4. 1に記載のチタノケイ酸塩の調製のための方法であって、
a.水および濃HClに溶解したF127トリブロックコポリマー(EO106−PO70−EO106;平均分子量12,600)を、イソプロパノールに溶解したテトラエチルオルソシリケートおよびTi前駆体と298〜313Kで約2時間にわたって反応させるステップと、
b.ステップ(a)で得られた反応混合物を20〜24時間撹拌してゲルを形成するステップと、
c.ステップ(b)で得られたゲルを353〜373Kで40〜50時間結晶化させてチタノケイ酸塩(Ti−SBA−16)を得るステップと、
d.ステップ(c)で得られたチタノケイ酸塩を水で洗浄し、373〜423Kで乾燥して、続いて空気中、823Kで6〜12時間焼成してチタノケイ酸塩(Ti−SBA−16)を得るステップと
を含む方法。
5. ステップ(a)において用いる前記Ti前駆体がTi化合物、好ましくはTi−イソプロポキシドから選択される、4に記載の方法。
6. 前記F127トリブロックコポリマーのモル比が0.55〜0.6モルの範囲である、4に記載の方法。
7. 1に記載のチタノケイ酸塩触媒を用いる芳香族化合物の酸化のための改善された方法であって、
a.チタノケイ酸塩触媒、芳香族反応物および芳香族反応物に対するモル比が好ましくは0.5〜2の範囲の酸化剤、溶媒ならびに任意にアンモニアをフラスコに仕込むステップと、
b.ステップ(a)で得られた反応混合物を313〜353Kで6〜24時間加熱して所望の生成物を得るステップと
を含む方法。
8. ステップ(a)において用いる芳香族反応物が、シクロヘキセン、シクロオクテン、シクロヘキサノンおよびナフタレンからなる群から選択される、7に記載の方法。

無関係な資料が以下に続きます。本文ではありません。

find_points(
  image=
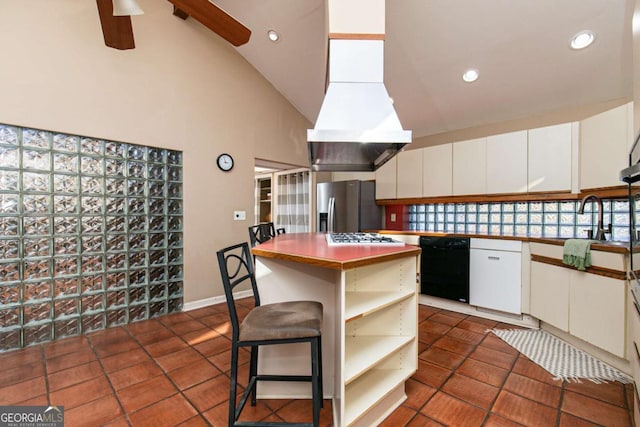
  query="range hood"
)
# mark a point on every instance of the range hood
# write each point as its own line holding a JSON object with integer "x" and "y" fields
{"x": 357, "y": 128}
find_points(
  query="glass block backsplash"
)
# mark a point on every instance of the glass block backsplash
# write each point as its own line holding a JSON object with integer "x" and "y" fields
{"x": 554, "y": 219}
{"x": 90, "y": 234}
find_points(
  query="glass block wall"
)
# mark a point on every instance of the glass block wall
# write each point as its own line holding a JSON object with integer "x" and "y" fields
{"x": 535, "y": 219}
{"x": 90, "y": 234}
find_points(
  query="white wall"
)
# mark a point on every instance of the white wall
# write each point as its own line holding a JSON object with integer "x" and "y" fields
{"x": 182, "y": 87}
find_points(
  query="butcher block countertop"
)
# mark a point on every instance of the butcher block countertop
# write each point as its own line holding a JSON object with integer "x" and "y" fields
{"x": 312, "y": 249}
{"x": 606, "y": 246}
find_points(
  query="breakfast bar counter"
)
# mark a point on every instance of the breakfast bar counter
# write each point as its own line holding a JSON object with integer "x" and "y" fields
{"x": 369, "y": 335}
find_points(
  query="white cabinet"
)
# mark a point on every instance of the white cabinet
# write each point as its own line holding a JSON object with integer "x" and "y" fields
{"x": 507, "y": 163}
{"x": 588, "y": 306}
{"x": 386, "y": 180}
{"x": 605, "y": 140}
{"x": 550, "y": 158}
{"x": 495, "y": 274}
{"x": 597, "y": 310}
{"x": 549, "y": 300}
{"x": 470, "y": 167}
{"x": 437, "y": 170}
{"x": 409, "y": 174}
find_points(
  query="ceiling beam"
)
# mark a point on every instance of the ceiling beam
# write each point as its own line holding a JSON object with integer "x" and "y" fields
{"x": 117, "y": 30}
{"x": 214, "y": 18}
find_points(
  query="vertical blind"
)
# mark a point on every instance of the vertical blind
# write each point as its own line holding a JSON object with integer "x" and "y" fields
{"x": 293, "y": 203}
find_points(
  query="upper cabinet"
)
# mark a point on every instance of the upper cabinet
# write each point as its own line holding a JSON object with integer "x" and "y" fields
{"x": 549, "y": 158}
{"x": 605, "y": 140}
{"x": 470, "y": 166}
{"x": 507, "y": 163}
{"x": 568, "y": 157}
{"x": 437, "y": 170}
{"x": 386, "y": 180}
{"x": 409, "y": 174}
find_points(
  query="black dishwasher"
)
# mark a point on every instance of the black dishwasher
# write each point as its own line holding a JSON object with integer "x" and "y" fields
{"x": 444, "y": 267}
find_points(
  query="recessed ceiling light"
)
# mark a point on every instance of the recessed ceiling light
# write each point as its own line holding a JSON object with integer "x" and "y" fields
{"x": 582, "y": 39}
{"x": 273, "y": 35}
{"x": 470, "y": 76}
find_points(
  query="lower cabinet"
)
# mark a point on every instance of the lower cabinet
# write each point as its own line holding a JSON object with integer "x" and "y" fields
{"x": 549, "y": 299}
{"x": 597, "y": 310}
{"x": 588, "y": 306}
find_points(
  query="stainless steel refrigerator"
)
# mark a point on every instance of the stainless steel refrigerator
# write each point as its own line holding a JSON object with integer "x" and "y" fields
{"x": 348, "y": 207}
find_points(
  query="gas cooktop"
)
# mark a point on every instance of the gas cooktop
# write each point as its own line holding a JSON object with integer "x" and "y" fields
{"x": 360, "y": 239}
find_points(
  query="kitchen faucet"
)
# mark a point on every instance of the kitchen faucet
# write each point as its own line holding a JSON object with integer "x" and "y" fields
{"x": 600, "y": 230}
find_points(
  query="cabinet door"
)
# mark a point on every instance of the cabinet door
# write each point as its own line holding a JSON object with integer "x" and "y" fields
{"x": 495, "y": 280}
{"x": 550, "y": 294}
{"x": 549, "y": 160}
{"x": 409, "y": 173}
{"x": 470, "y": 167}
{"x": 386, "y": 180}
{"x": 507, "y": 163}
{"x": 437, "y": 170}
{"x": 597, "y": 311}
{"x": 604, "y": 147}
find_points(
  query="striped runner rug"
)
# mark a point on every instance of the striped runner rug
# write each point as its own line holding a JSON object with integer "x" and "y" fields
{"x": 561, "y": 359}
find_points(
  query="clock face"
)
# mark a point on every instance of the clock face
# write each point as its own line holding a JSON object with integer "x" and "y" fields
{"x": 225, "y": 162}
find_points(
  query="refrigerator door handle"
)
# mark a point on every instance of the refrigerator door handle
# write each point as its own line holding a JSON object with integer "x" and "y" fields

9. ステップ(a)において用いる溶媒が、ジクロロメタン、クロロホルム、ジクロロエタン、アセトン、水およびアセトニトリルの群から選択される、7に記載の方法。
10. ステップ(a)において用いる酸化剤が、非水性TBHP(tert−ブチルヒドロペルオキシド)、H2O2、クメンヒドロペルオキシドおよび70%水性TBHPの群から選択される、7に記載の方法。
11. 前記チタノケイ酸塩が、芳香族反応物に対して3〜13%の範囲で触媒として用いられる、7に記載の方法。
12. 前記チタノケイ酸塩が再使用可能である、7に記載の方法。
13. 前記芳香族反応物の変換率が80〜92.7%の範囲であり、生成物の選択率が93〜100%の範囲である、7に記載の方法。
14. エポキシ化、ヒドロキシル化、C−H結合の酸化、スルフィドの酸化、エポキシドのアミノリシスおよびアモキシメーションのための、規則性メソポーラスチタノケイ酸塩の使用。
15. 本明細書に付随する例および図面を参照して実質的に本明細書に記載された規則性メソポーラスチタノケイ酸塩(Ti−SBA−16)、その調製のための方法および前記チタノケイ酸塩を用いる酸化の方法。